# 02: Core python modules - Numpy, Pandas, and Matplotlib

UW Geospatial Data Analysis  
CEE467/CEWA567  
David Shean, Eric Gagliano, Quinn Brencher

Please quickly read through this entire document once, then go back and start tackling the various tasks.

## Overview
This week is our final “flip the classroom” situation with longer interactive reading assignments, yay!! Before class, you will be responsible for reviewing material from external resources. During lecture/lab, we will briefly review some of this material, do some interactive demos, discuss questions and clarify concepts as a class, and then collaboratively work on some problems/exercises to help solidify the concepts.

## Reading and Tutorials
This week we are reviewing core Python modules: NumPy, Pandas, and Matplotlib. These are essential for the rest of the course and future data science endeavors (geospatial and otherwise). Most of the geospatial modules we use are built on these packages, so you must be comfortable with the underlying functionality. This review will ensure that we have a common baseline and set of references moving forward. **If you are relatively new to Python and these modules, it is critical that you spend extra time with self-study this week.**

Again, this is intended to be an individual review. Tailor to your needs, and adjust emphasis so you are best using your time outside of class. Even if you’ve been using these tools for many years, it can still valuable to review, as you will inevitably learn (or re-learn) some new tricks and develop a better grasp of more complex concepts. If this is new, please dedicate the time to explore interactively, don't just skim rendered versions on the web.

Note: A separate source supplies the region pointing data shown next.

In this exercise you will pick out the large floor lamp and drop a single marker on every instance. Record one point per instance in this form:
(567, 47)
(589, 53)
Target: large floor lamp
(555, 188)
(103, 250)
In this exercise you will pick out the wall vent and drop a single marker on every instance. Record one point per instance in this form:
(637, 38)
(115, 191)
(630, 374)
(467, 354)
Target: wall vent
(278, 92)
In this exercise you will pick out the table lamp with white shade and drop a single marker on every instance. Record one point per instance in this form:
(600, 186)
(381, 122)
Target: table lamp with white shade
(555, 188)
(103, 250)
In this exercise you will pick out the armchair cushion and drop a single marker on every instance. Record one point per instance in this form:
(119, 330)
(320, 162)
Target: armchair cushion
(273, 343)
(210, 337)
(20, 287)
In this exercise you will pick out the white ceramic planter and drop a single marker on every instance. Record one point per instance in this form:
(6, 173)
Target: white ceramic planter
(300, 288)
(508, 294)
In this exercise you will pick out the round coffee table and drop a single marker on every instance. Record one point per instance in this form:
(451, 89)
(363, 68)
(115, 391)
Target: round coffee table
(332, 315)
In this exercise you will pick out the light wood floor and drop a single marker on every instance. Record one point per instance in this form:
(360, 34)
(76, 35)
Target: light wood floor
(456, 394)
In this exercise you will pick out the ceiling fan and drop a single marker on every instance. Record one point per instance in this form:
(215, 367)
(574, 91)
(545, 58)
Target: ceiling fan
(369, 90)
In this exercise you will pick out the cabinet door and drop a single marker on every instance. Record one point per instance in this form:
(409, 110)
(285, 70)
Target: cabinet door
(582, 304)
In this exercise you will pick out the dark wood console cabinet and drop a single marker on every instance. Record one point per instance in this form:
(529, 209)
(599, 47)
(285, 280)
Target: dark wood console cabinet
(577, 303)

As with the previous homework assignments, don’t wait until Friday morning to start.  This material will be much more useful if broken up over several sessions throughout the week - try an hour or two a day.

### Python Data Science Handbook: NumPy, Pandas and Matplotlib (~2-6 hours)
* Review the following sections of Jake Vanderplas’ [Python Data Science Handbook](https://github.com/jakevdp/PythonDataScienceHandbook). We learned last week how to clone a repository from github to the jupyterhub, try it now by yourself! Get through what you can, but if you're feeling overwhelmed or pressed for time, try to at least work through the first half of each section, which should cover most basic functionality.  
   * **2. Introduction to NumPy**
      * Can skip section on Structured Arrays (we'll use Pandas)
   * **3. Introduction to Pandas**
      * If new to Pandas, can skip section on Hierarchical Indexing, Pivot Tables and High-performance Pandas
   * **4. Introduction to Matplotlib**  
      * Skip the section on "Geographic Data with Basemap" as this is largely outdated
      * Can skip Customizing Matplotlib: Configurations and Stylesheets
* Work through some of the interactive examples, and explore new concepts (don't just shift-Enter as quickly as possible)
* The section on Machine Learning with Scikit-Learn is also great, but not required for this course

### (Optional) Official Quickstart/Doc
*Skip any installation instructions*
#### Pandas
* https://pandas.pydata.org/docs/user_guide/10min.html
* https://pandas.pydata.org/Pandas_Cheat_Sheet.pdf
#### Matplotlib
* https://matplotlib.org/stable/tutorials/introductory/usage.html
   * Can skip the "interactive" mode
* https://matplotlib.org/cheatsheets/cheatsheets.pdf
   * See other handouts: https://github.com/matplotlib/cheatsheets
#### NumPy
* https://numpy.org/doc/stable/user/absolute_beginners.html
* https://numpy.org/doc/stable/user/quickstart.html

## Assignment - *Due before class this Friday*
* Complete the above reading assignments
* Fill out this [feedback form](https://docs.google.com/forms/d/e/1FAIpQLSe8UBUcEW5gEqdlzK2Trc1nqW53FVZClSfBXjNZCozuQgQoDA/viewform?usp=sharing&ouid=109959221683421850946) about the reading assignment
* Submit last week's lab assignment

## Outlook
You did it! Congrats on getting through the first two weeks of readings. From here on out, reading assignments will be much shorter. And next week we start geospatial data analysis in earnest!